C’est à cette date que Jersey et Guernesey choisissent, avec leurs voisines, de rester en dehors de la Communauté économique européenne (CEE). Elles ont finalement réussi à négocier un statut qui leur permet de préserver leur spécificité insulaire. Elles bénéficient d’un accord particulier au terme de l’article 277 du traité de Rome approuvé le 15 décembre 1971. Leur indépendance fiscale est préservée et les règles communautaires concernant le libre mouvement des personnes et le droit d’établissement ne leur sont pas applicables. En revanche, les règles communautaires de protection douanières y sont exécutoires. Les îles n’ont donc pas à harmoniser leurs taxes ni à se conformer aux lois régissant le libre mouvement des travailleurs.
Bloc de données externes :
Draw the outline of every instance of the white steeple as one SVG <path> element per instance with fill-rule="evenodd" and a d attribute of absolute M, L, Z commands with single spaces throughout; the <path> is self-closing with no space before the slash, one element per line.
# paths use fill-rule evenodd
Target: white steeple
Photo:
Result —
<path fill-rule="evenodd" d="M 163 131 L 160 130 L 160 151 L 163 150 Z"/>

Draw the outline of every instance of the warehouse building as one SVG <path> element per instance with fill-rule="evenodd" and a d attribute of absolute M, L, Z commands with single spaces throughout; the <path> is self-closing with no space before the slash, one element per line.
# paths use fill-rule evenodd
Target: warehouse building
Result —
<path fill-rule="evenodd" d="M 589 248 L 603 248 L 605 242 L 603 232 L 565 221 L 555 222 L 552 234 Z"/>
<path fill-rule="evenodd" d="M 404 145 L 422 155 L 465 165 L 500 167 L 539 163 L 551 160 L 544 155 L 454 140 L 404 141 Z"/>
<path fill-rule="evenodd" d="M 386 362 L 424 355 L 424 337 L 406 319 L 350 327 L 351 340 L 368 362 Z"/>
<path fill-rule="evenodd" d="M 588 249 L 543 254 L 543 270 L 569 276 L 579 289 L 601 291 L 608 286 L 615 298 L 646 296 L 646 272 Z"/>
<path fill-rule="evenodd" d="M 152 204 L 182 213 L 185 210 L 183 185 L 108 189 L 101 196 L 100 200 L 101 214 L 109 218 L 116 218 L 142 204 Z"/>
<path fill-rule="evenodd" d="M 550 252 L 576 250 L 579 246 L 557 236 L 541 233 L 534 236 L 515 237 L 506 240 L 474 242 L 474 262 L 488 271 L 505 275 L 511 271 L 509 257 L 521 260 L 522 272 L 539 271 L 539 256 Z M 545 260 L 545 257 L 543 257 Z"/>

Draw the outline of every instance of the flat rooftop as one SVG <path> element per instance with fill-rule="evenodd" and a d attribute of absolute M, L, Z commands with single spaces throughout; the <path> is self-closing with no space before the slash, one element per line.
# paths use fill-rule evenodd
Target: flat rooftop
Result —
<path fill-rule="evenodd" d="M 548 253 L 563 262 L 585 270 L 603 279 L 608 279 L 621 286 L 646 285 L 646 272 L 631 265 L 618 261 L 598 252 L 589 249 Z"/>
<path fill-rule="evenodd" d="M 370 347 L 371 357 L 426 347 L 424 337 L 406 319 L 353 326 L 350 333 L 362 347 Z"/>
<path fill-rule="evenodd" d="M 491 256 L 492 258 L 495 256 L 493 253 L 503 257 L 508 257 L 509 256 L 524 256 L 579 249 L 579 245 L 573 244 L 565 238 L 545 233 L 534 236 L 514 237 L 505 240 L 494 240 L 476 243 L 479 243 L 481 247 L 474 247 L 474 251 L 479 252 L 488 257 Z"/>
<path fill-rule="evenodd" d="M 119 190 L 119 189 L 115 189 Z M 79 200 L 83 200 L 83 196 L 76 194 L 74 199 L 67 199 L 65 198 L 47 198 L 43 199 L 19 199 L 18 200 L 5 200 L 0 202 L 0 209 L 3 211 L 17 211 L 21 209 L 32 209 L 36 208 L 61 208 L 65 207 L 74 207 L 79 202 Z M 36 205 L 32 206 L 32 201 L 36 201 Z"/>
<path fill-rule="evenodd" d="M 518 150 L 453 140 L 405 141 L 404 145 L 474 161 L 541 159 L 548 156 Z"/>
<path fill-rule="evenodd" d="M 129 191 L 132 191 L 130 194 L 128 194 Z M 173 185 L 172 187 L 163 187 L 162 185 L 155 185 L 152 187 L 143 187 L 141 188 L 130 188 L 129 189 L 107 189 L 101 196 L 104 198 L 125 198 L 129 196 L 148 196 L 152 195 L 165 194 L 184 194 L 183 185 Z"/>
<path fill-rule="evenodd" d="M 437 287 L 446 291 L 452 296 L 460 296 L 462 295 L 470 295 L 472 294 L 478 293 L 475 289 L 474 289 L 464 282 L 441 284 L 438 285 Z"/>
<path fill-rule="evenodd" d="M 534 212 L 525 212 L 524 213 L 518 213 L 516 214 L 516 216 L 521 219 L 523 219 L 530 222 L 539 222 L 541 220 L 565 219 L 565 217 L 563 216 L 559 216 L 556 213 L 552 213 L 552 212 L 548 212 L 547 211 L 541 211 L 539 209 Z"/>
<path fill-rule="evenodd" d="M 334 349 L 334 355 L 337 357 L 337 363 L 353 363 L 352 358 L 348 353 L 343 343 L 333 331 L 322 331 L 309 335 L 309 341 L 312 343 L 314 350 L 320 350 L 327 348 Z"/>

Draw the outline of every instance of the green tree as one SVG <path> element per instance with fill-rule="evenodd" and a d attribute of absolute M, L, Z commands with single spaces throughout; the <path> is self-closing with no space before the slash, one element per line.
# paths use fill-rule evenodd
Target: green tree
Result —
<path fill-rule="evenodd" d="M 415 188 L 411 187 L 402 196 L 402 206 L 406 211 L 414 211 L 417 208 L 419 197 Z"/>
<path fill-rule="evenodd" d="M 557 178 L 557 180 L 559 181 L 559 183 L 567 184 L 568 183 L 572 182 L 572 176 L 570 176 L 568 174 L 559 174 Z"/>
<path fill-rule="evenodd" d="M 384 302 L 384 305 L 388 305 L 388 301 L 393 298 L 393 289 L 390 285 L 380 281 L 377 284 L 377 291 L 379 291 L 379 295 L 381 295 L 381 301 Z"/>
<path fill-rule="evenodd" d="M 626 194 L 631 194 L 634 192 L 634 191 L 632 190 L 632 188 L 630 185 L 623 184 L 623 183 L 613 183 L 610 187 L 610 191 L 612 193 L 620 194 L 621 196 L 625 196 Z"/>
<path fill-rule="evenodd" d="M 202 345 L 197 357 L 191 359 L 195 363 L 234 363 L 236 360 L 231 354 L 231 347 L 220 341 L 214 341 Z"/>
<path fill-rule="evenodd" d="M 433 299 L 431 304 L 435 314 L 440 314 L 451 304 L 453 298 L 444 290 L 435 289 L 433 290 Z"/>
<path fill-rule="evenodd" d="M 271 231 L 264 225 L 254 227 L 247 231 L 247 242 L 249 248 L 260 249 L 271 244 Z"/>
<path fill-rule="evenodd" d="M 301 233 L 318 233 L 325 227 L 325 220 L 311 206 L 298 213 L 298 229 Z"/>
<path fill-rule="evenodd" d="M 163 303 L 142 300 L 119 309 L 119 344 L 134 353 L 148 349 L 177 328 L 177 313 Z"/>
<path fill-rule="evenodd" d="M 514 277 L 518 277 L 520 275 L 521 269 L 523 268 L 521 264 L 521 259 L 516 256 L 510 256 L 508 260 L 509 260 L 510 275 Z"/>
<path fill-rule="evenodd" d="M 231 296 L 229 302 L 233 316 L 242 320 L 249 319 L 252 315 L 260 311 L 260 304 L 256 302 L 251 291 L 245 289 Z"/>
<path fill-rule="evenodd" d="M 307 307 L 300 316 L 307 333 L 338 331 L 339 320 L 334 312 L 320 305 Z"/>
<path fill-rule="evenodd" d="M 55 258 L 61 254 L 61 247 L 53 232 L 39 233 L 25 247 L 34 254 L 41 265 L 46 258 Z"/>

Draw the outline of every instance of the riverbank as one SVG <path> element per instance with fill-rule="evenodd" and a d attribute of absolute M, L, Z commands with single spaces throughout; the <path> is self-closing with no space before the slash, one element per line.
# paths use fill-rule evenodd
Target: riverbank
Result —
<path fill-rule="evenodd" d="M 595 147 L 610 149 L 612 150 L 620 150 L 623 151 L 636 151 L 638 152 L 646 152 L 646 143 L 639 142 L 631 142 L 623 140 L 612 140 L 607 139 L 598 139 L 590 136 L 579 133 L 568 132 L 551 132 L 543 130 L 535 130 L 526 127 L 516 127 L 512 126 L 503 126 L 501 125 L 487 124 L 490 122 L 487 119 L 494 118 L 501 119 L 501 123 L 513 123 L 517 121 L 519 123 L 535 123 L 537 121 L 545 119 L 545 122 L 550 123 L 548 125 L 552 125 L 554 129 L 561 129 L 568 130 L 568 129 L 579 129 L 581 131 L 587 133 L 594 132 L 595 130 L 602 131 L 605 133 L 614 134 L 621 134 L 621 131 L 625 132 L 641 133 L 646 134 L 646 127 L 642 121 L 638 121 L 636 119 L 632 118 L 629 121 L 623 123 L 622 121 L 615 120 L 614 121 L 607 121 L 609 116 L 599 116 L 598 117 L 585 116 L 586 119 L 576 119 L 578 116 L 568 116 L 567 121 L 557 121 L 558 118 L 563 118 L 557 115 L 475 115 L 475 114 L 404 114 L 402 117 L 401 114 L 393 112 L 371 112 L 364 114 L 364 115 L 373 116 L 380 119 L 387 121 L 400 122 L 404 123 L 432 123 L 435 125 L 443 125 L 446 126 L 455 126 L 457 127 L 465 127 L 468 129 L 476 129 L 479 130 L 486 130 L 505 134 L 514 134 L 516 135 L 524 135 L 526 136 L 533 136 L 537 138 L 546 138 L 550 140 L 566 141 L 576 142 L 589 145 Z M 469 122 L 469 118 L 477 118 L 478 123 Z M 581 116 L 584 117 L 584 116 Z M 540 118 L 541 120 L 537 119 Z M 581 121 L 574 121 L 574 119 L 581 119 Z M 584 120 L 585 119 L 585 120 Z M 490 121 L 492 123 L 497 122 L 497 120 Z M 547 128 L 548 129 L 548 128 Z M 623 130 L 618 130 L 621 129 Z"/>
Elles peuvent en outre protéger leur bétail et sauvegarder en particulier la pureté des races bovines. Elles ont aussi obtenu de conserver le droit du commerce en duty free.

2004

Jersey célèbre les 800 ans de son appartenance à la Couronne britannique, un attachement qui lui procure son statut unique et lui donne une grande indépendance.

2008

La fin de la féodalité à Sercq

L’île de Sercq a dû se résoudre à abandonner en partie son statut féodal pour se conformer aux prérogatives de toute démocratie qui se respecte. Des élections y sont désormais organisées tous les deux ans.

2012

Les îles restent des paradis fiscaux et échappent toujours à l’Union européenne dont les directives ne leur sont pas applicables. Cependant, le secret bancaire peut être levé dans le cas d’affaires pénales et les îles coopèrent et échangent des renseignements fiscaux, si nécessaire, avec l’OCDE suite aux pressions des pays membres du G20 en 2009.

2016

Le Brexit

Le Brexit est voté par les Anglais le 23 juin, lors d’un référendum organisé par David Cameron. La participation est record, plus de 72 %. Finalement, le camp du Leave l’emporte de justesse avec 51,9 % des voix.

31 janvier 2021

Après moult rebondissements, sous les gouvernements David Cameron, Theresa May puis Boris Johnson, le Royaume-Uni sort définitivement de l'Union européenne. Pour les étrangers résidant ou voulant de rendre sur les îles Anglo-Normandes travailler, la situation se complique avec des visas plus difficiles à obtenir. 

2022

Le conflit de la pêche

Les négociations se poursuivent pour l’obtention des licences de pêche post-Brexit aux pêcheurs français par les autorités britanniques. Avec 200 demandes accordées, l’État français, qui en réclame plus du double, estime que l’on est encore loin du compte.